Bilan

«Mon père m’a appris le culte du travail»

Barthélémy Constantin, 21 ans, pose un regard empreint d’une admiration sans faille sur le parcours et la personnalité de son père Christian, homme d’affaires et président du FC Sion.

Christian et Barth Constantin œuvrent tous deux pour le FC Sion.

Crédits: Sedrik Nemeth

Christian Constantin, promoteur immobilier et président du FC Sion, a deux filles de 31 et 18 ans et un garçon, Barth, de 21 ans. L’homme tient à transmettre à son fils le respect de la parole donnée, le sens du travail et surtout savoir être égal avec tout à chacun, que ce soir le ferrailleur sur le chantier comme le directeur d’un palace. Pour lui, il est essentiel de ne pas critiquer l’autre, de ne pas le blesser. Quand on a des projets, il faut les faire avec passion, ne jamais abandonner et savoir relever la tête. Pas de doute, Barth, directeur sportif du FC Sion, a bien compris la leçon.  

Enfant, quel genre de père était-il pour vous?

Mon père a toujours été présent malgré son travail très absorbant. Il m’accompagnait au foot et me témoignait beaucoup d’intérêt. En cas de coup dur, il était toujours là. 

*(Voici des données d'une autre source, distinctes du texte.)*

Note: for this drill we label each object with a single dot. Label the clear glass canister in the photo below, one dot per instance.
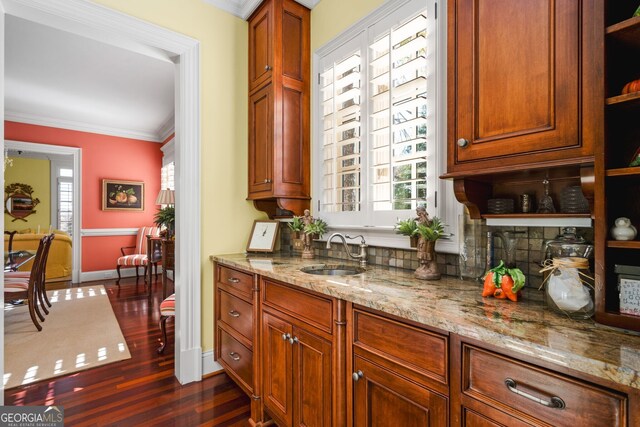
(568, 281)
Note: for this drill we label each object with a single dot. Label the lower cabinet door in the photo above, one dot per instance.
(277, 375)
(383, 398)
(311, 379)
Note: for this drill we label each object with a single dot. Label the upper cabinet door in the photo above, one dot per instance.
(514, 82)
(261, 46)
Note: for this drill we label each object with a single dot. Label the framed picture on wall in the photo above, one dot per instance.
(263, 236)
(122, 195)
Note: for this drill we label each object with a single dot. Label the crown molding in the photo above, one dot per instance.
(33, 119)
(244, 8)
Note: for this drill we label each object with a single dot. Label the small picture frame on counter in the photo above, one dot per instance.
(629, 287)
(263, 236)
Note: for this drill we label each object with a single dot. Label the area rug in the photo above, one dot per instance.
(80, 332)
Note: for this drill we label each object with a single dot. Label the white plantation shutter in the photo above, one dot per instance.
(341, 135)
(379, 145)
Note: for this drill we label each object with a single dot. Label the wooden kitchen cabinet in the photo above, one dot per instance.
(299, 362)
(279, 109)
(617, 183)
(497, 389)
(521, 104)
(399, 372)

Quelles valeurs de vie vous a-t-il inculqué?

Il m’a inculqué le culte du travail, la passion, l’honnêteté. Il faut avoir une parole et faire ce que l’on dit ! Dans le travail, il me dit toujours on peut être amis, mais il faut faire une séparation entre l’amitié et le boulot. Quand quelque chose ne va pas, il faut savoir le dire. Le travail, c’est le travail!

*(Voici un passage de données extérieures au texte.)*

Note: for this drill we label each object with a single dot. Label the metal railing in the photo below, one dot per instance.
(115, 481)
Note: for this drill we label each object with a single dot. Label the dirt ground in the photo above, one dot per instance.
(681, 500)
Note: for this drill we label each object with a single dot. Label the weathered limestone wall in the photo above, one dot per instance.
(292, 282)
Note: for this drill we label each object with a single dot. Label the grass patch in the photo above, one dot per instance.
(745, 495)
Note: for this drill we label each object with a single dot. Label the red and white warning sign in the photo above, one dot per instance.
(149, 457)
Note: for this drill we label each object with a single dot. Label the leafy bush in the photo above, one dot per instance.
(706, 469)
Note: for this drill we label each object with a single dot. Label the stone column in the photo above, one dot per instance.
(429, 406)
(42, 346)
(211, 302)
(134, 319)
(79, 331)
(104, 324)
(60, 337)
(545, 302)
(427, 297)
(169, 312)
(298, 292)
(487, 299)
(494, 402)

Vous suivez les ambitieux projets de votre père. De quoi êtes-vous le plus fier?

Il est vrai que je suis davantage ses projets foot que ses projets architecturaux. Je suis fier de sa ténacité. Lorsqu’il s’engage dans un projet, il va toujours au bout de ce qu’il a entrepris. 

Quelles sont les qualités dont vous auriez pu hériter de lui? 

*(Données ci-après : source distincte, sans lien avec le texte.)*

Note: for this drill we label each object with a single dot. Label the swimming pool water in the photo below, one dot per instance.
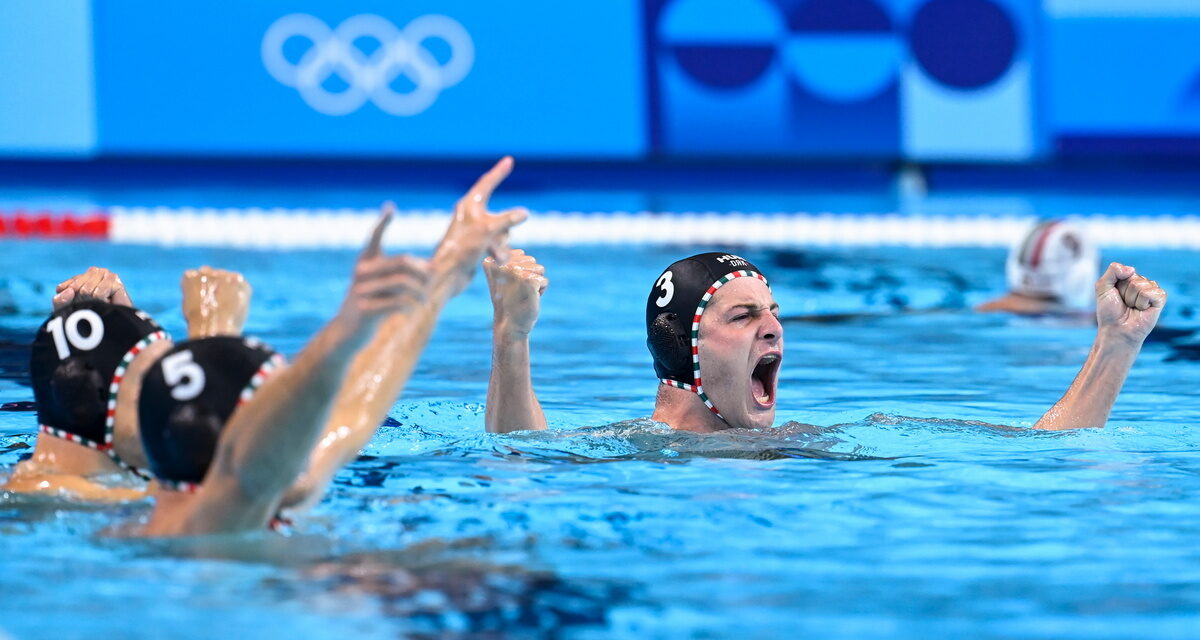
(903, 513)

Mon père a tellement de qualités! J’essaie de tirer le maximum de ses enseignements. Ne rien lâcher, se battre. Rien ne tombe du ciel. 

Si vous lancez votre entreprise, votre père vous encouragerait-il?

Evidemment. Mais il analyserait la faisabilité de mon projet. S’il avait le sentiment que j’allais me casser la figure, il me le démontrerait et ajusterait les données pour me donner toutes les chances de réussir.  

Est-ce qu’il vous aiderait financièrement?

Cela ne m’intéresse pas qu’il m’aide financièrement! Je tiens à me débrouiller seul. Il m’a donné les outils pour gagner de l’argent. C’est à moi de me battre. Mon père est généreux avec moi comme il l’est avec tout le monde. Il me donne son amour et sa confiance. Ça me suffit.

Vous a-t-il inculqué la valeur de l’argent?

Oui. L’argent, ça ne pousse pas comme les carottes. Il faut travailler pour en gagner, se battre, ne rien lâcher. 

Est-il du genre à vous dire «débrouille-toi» ou plutôt à vous soutenir?

Mon père est intelligent. Il sait ce que je peux faire seul, comme les transferts au niveau du foot, par exemple. Je prépare l’ensemble du dossier, mais c’est toujours lui qui finalise l’opération.

Avez-vous envie de marcher sur ses traces?

J’ai l’ambition de faire perdurer ce qu’il a construit. Je ne veux pas, qu’après lui, cela disparaisse. 

Que ne feriez-vous pas comme lui?

Chacun doit apprendre de ses expériences. Je ne peux pas lui ressembler en tous points. Même si nous sommes très proches, nous sommes forcément différents. 

Que pourriez-vous lui reprocher?

Si je devais lui reprocher quelque chose, je le ferais entre quatre yeux.